L’infermiere è iscritto al Si Cobas Torino, che ha portato avanti la vertenza e ha così riferito: “Pazienti e familiari si rivolgevano abitualmente a lui anche per incombenze proprie degli oss, con progressiva sovrapposizione delle funzioni ed evidente compromissione delle sue professionalità e dignità”.
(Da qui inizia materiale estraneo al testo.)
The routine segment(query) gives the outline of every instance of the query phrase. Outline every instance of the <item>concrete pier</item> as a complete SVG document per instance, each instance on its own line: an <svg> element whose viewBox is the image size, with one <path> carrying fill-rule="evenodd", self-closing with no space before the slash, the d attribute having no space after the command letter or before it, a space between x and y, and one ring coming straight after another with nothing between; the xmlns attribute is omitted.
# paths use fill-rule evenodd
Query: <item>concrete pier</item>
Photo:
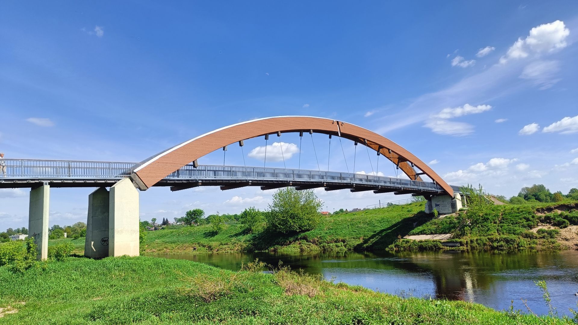
<svg viewBox="0 0 578 325"><path fill-rule="evenodd" d="M103 258L109 256L109 191L101 187L88 195L84 256Z"/></svg>
<svg viewBox="0 0 578 325"><path fill-rule="evenodd" d="M50 186L44 185L30 190L28 210L28 234L38 245L38 260L48 258L48 215Z"/></svg>
<svg viewBox="0 0 578 325"><path fill-rule="evenodd" d="M425 202L425 213L431 213L433 209L440 215L457 212L462 208L462 197L460 193L454 193L454 197L450 195L432 196Z"/></svg>
<svg viewBox="0 0 578 325"><path fill-rule="evenodd" d="M128 178L110 187L109 256L138 256L139 192Z"/></svg>

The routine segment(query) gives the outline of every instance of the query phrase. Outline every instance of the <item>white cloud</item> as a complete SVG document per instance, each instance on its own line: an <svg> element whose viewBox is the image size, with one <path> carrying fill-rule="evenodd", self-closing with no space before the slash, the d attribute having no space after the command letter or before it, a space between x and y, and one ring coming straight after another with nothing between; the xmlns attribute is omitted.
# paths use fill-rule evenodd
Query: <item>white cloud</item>
<svg viewBox="0 0 578 325"><path fill-rule="evenodd" d="M230 204L232 205L242 205L247 204L262 204L267 202L265 199L261 195L257 195L252 198L243 198L240 196L235 195L229 200L223 202L224 204Z"/></svg>
<svg viewBox="0 0 578 325"><path fill-rule="evenodd" d="M432 116L440 119L451 119L452 117L458 117L464 115L470 114L478 114L483 113L492 109L492 106L489 105L479 105L477 106L472 106L469 104L465 104L463 106L456 108L447 108L442 109L438 114L435 114Z"/></svg>
<svg viewBox="0 0 578 325"><path fill-rule="evenodd" d="M50 119L43 119L42 117L29 117L26 119L26 121L28 122L30 122L33 124L36 124L40 127L54 126L54 123Z"/></svg>
<svg viewBox="0 0 578 325"><path fill-rule="evenodd" d="M472 165L468 168L468 171L472 171L473 172L483 172L487 170L488 167L483 162L478 162L475 165Z"/></svg>
<svg viewBox="0 0 578 325"><path fill-rule="evenodd" d="M496 48L494 46L486 46L483 49L480 49L480 50L477 51L476 54L476 56L481 58L482 57L485 57L486 56L489 54L492 51L495 50Z"/></svg>
<svg viewBox="0 0 578 325"><path fill-rule="evenodd" d="M105 35L105 31L102 29L102 27L96 26L94 27L94 34L98 37L102 37Z"/></svg>
<svg viewBox="0 0 578 325"><path fill-rule="evenodd" d="M513 159L507 159L506 158L492 158L488 161L488 166L490 167L497 167L499 168L503 168L507 167L510 162L513 162L514 161L517 161L518 159L514 158Z"/></svg>
<svg viewBox="0 0 578 325"><path fill-rule="evenodd" d="M540 90L544 90L562 80L556 77L556 72L560 69L557 61L535 61L524 67L520 77L532 80L534 84L540 86Z"/></svg>
<svg viewBox="0 0 578 325"><path fill-rule="evenodd" d="M424 126L432 131L444 135L467 135L473 132L474 127L464 122L454 122L447 120L428 121Z"/></svg>
<svg viewBox="0 0 578 325"><path fill-rule="evenodd" d="M534 178L542 178L543 176L548 174L547 172L542 172L540 171L530 171L528 172L526 174L525 177L524 178L525 179L532 179Z"/></svg>
<svg viewBox="0 0 578 325"><path fill-rule="evenodd" d="M536 133L539 130L540 130L540 125L538 123L532 123L522 128L522 130L518 131L518 134L520 135L529 135Z"/></svg>
<svg viewBox="0 0 578 325"><path fill-rule="evenodd" d="M576 133L578 132L578 115L573 117L566 116L560 121L544 127L542 132L556 132L562 134Z"/></svg>
<svg viewBox="0 0 578 325"><path fill-rule="evenodd" d="M375 176L375 172L366 172L366 173L365 171L359 171L359 172L355 172L355 173L356 174L361 174L361 175L372 175L372 176ZM385 174L384 174L381 172L377 172L377 176L384 176L386 175L385 175Z"/></svg>
<svg viewBox="0 0 578 325"><path fill-rule="evenodd" d="M476 60L464 60L464 57L458 56L455 58L451 59L451 66L455 67L461 67L462 68L467 68L470 65L473 65L476 64Z"/></svg>
<svg viewBox="0 0 578 325"><path fill-rule="evenodd" d="M22 189L0 189L0 198L13 198L25 197L28 193Z"/></svg>
<svg viewBox="0 0 578 325"><path fill-rule="evenodd" d="M282 150L282 152L281 152ZM299 152L299 147L295 143L274 142L266 146L266 158L268 161L283 161L291 158L294 154ZM264 161L265 158L265 146L260 146L251 150L249 157Z"/></svg>
<svg viewBox="0 0 578 325"><path fill-rule="evenodd" d="M556 167L569 167L570 165L578 165L578 158L575 158L570 162L564 162L562 165L554 165Z"/></svg>
<svg viewBox="0 0 578 325"><path fill-rule="evenodd" d="M500 62L503 64L510 59L523 58L531 54L554 52L564 49L568 45L566 38L569 35L570 30L560 20L534 27L525 39L518 38L514 43L506 55L500 58Z"/></svg>

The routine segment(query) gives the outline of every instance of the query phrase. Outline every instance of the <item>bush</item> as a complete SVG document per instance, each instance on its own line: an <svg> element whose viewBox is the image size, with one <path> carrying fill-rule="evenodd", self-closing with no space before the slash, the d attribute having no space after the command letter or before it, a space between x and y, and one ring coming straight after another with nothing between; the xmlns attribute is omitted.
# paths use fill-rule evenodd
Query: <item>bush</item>
<svg viewBox="0 0 578 325"><path fill-rule="evenodd" d="M245 209L241 213L241 222L247 225L249 230L253 231L256 226L262 222L263 214L254 206L251 206Z"/></svg>
<svg viewBox="0 0 578 325"><path fill-rule="evenodd" d="M542 238L553 239L560 234L560 231L557 229L538 229L538 234Z"/></svg>
<svg viewBox="0 0 578 325"><path fill-rule="evenodd" d="M70 242L51 246L48 248L48 258L57 261L64 261L72 254L73 250L74 245Z"/></svg>
<svg viewBox="0 0 578 325"><path fill-rule="evenodd" d="M444 246L442 242L437 240L424 239L414 241L413 239L399 239L387 247L387 250L420 252L443 250Z"/></svg>
<svg viewBox="0 0 578 325"><path fill-rule="evenodd" d="M49 239L60 239L64 238L64 231L62 229L55 229L50 231L50 234L48 235Z"/></svg>
<svg viewBox="0 0 578 325"><path fill-rule="evenodd" d="M267 226L274 232L284 234L311 230L321 221L323 204L312 190L281 189L273 194Z"/></svg>
<svg viewBox="0 0 578 325"><path fill-rule="evenodd" d="M36 247L34 238L26 240L25 246L20 241L0 246L0 266L8 265L9 269L14 273L39 267L40 264L36 261Z"/></svg>

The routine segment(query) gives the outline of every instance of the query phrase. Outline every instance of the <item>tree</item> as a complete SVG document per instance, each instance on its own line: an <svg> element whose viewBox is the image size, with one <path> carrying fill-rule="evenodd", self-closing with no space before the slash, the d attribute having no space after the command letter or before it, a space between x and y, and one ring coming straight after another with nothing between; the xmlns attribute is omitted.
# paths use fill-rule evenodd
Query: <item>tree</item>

La vertenza, spiegano dal Si Cobas, non è stata promossa solo per il riconoscimento del danno individuale, ma anche per far emergere il problema del sovraccarico strutturale che interessa numerose realtà ospedaliere, con infermieri costretti a barcamenarsi tra compiti di varia natura pur di garantire i servizi minimi ai pazienti. E con conseguente rischio di stress, burnout ed errori.
Il nodo, ancora una volta, è quello della carenza di personale. Una criticità che, secondo Si Cobas, affonda le radici in anni di definanziamento della sanità pubblica e in processi di privatizzazione che hanno progressivamente compresso le risorse. La sentenza del Tribunale di Ivrea, però, rappresenta un precedente significativo e potrebbe incoraggiare altri lavoratori a far valere le proprie ragioni.